We are using javamail to fetch emails from email accounts & lately we have had emails sent with Chinese, Japanese characters.
For example, here's some japanese content:
限定クリエイティブツールのコレクションを含む高速写真編集ソフトウェア。
And it would probably get outputted like this:
<div>=1B$B$"=1B(B =1B$B$$=1B(B =1B$B$&=1B(B =1B$B$(=1B(B =1B$B$*=1B(B =1B$B=
$+=1B(B =1B$B$-=1B(B =1B$B$/=1B(B =1B$B$1=1B(B =1B$B$3=1B(B =1B$B$5=1B(B =
=1B$B$7=1B(B =1B$B$9=1B(B =1B$B$;=1B(B =1B$B$=3D=1B(B =1B$B$,=1B(B =1B$B$.=
=1B(B =1B$B$0=1B(B =1B$B$2=1B(B =1B$B$4=1B(B =1B$B$Q=1B(B =1B$B$T=1B(B =1B$=
B$W=1B(B =1B$B$Z=1B(B =1B$B$]=1B(B</div>
And content-type
is usually text/html; charset=UTF-8
.
We are using writeTo
method to get all the headers and content.
I tried doing the following but it didn't work:
ByteArrayOutputStream baos = new ByteArrayOutputStream();
m.writeTo(baos);
pm.setUnProcessedMessage(baos.toString("UTF-8")); //Here I am explicitly stating the encoding
Also, I believe the issue might be because we are using an old version of JavaMail (1.5.0).
What can we do here to handle foreign characters?
Using the writeTo method gives you the MIME encoded content of the message.
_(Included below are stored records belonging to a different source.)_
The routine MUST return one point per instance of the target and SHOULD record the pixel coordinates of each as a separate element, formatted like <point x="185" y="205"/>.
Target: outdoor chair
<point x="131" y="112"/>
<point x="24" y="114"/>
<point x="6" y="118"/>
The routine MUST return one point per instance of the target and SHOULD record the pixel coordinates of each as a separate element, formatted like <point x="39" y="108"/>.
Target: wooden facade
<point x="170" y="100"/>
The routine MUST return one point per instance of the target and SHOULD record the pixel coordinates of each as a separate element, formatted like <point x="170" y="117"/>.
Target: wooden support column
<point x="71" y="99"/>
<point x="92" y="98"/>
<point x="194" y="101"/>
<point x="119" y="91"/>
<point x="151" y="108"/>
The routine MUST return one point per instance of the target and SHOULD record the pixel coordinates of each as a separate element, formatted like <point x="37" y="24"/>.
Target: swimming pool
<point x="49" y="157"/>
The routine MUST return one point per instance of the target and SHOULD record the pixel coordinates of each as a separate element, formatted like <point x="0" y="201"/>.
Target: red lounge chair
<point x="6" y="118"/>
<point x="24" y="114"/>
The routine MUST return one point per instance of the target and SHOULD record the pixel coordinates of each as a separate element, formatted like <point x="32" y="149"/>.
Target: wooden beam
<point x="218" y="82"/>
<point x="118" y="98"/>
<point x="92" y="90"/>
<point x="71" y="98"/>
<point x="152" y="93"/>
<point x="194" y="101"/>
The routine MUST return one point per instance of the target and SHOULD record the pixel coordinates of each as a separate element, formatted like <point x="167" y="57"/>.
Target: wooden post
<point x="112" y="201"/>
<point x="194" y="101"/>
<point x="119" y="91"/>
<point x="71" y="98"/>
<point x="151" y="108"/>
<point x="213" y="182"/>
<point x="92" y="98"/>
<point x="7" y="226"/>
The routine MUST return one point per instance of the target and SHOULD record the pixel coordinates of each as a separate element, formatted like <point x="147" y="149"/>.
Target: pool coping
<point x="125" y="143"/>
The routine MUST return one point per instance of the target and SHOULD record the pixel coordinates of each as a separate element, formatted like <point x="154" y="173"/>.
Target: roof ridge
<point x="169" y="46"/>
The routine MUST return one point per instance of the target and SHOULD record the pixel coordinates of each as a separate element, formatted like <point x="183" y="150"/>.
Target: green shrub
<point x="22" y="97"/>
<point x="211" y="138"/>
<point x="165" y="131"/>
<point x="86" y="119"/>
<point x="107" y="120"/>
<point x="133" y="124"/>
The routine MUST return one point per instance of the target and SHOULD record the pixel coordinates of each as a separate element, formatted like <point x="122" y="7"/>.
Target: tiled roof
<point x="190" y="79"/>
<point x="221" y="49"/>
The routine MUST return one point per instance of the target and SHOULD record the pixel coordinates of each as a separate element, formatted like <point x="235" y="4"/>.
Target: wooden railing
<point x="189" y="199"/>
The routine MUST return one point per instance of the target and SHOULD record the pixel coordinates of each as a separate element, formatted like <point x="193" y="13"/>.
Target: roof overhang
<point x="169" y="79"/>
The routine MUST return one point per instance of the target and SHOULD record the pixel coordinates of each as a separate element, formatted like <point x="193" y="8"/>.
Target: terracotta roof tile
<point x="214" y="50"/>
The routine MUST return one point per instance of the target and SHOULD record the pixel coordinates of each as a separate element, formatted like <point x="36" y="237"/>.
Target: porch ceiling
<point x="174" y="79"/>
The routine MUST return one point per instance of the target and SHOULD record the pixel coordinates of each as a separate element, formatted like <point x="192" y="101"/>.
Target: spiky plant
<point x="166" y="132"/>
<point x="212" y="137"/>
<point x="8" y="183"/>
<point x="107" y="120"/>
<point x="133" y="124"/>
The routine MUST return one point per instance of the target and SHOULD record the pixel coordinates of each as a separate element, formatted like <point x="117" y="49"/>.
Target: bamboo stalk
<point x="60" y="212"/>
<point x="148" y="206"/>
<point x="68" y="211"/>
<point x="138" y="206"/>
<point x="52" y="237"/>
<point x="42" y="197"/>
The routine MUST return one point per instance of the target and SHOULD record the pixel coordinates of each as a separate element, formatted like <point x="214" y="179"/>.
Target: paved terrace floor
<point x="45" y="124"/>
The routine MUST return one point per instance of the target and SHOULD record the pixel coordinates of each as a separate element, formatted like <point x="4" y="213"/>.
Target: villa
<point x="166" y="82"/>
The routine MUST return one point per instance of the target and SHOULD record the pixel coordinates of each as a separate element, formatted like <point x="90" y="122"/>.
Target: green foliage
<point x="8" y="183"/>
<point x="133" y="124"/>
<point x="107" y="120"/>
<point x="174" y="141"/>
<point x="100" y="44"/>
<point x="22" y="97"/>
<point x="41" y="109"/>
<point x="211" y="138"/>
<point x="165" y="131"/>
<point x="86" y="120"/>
It sounds like you want the decoded content, for which you should use the getContent or getInputStream method. The getContent method will return a String of Unicode characters, which you can use directly. The getInputStream method will return a byte string with the character encoding specified by the charset parameter; you'll need to wrap it with a Reader to get the Unicode characters.
If you also want the headers, e.g., to display them along with the message content, you should use the getSubject, getRecipients, etc. methods, which again will return you decoded content. You can use the getHeader method to get other headers, but you'll need to decode the content yourself using the MimeUtility methods.